If the answer to the above question is “NO” for some ${\mu}$, then I THINK I know the following:

• There is a cardinal ${\lambda}$ such that ${\sigma\leq{\rm cf}(\lambda)<\theta\leq\lambda<\mu}$ and ${\kappa\in{\rm PP}_{\Gamma(\theta,\sigma)}(\lambda)}$.
• There is a cofinal and progressive ${\mathfrak{a}\subseteq\mu}$ with ${{\rm pcf}_{\Gamma(\theta,\sigma)}(\mathfrak{a})}$ unbounded in ${\kappa}$.
• There is cofinal and progressive ${\mathfrak{b}\subseteq\mu\cap{\sf Reg}}$ of cardinality ${\theta}$ for which ${\prod\mathfrak{b}}$ modulo the ideal ${[\mathfrak{b}]^{<\theta}}$ has true cofinality at least ${\kappa}$.

What I want to do over our Christmas break is to work out the details of the above and see if I REALLY know this. The idea is to keep mining pcf theory for more and more structure, with the hope of getting a contradiction eventually. I’ll post my work on the blog as it progresses.

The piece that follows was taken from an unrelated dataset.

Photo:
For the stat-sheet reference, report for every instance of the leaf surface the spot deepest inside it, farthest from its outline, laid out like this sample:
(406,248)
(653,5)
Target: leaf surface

The quarter is ending here, so I should have a little more time for maintaining this blog. I mentioned before that I figured out how to fix the proof of Claim 3.5, which then gives a fairly transparent proof of the cov vs. pp theorem. I need to clarify this a little, because what I’ve got doesn’t recover the full result originally claimed by Shelah. Here’s what I can show:

Theorem 1 Suppose ${\mu}$ is singular, and ${\aleph_0<\sigma\leq{\rm cf}(\mu)<\theta<\mu}$ with ${\sigma}$ and ${\theta}$ regular. Then the following two statements are equivalent for a regular cardinal ${\kappa}$:

1. ${{\rm pp}_{\Gamma(\theta,\sigma)}(\mu)<\kappa}$.
2. ${{\rm cov}(\mu,\mu,\theta,\sigma)<\kappa}$.

This is enough to deduce Shelah’s cov vs. pp theorem (Theorem 5.4 of Chapter II in The Book), which states:

Theorem 2 If ${\sigma}$ is a regular uncountable cardinal, and ${\sigma<\theta\leq\kappa\leq\lambda}$, then

$\displaystyle {\rm cov}(\lambda,\kappa,\theta,\sigma)+\lambda =\sup\{{\rm pp}_{\Gamma(\theta,\sigma)}(\mu): \kappa\leq\mu\leq\lambda\wedge \sigma\leq{\rm cf}(\mu)<\theta\}+\lambda \ \ \ \ \ (1)$

Now the issue left unresolved concerns the attainment of suprema in one particular case: if ${\mu}$ is singular and ${{\rm pp}_{\Gamma(\theta,\sigma)}(\mu)}$ is a weakly inaccessible cardinal ${\kappa}$, must there exist a cofinal subset of ${\mu\cap{\sf Reg}}$ of cardinal less than ${\theta}$ and a ${\sigma}$-complete ideal ${J}$ on ${\mathfrak{a}}$ containing the bounded subsets of ${\mathfrak{a}}$ such that

$\displaystyle \kappa={\rm tcf}\left(\prod\mathfrak{a}/J\right). \ \ \ \ \ (2)$

Said another way, if ${{\rm pp}_{\Gamma(\theta,\sigma)}(\mu)}$ is regular, then must the supremum in the definition of ${{\rm pp}_{\Gamma(\theta,\sigma)}(\mu)}$ be attained?

PS: I’m still very sleep-deprived…it’s all part of being the father of young children.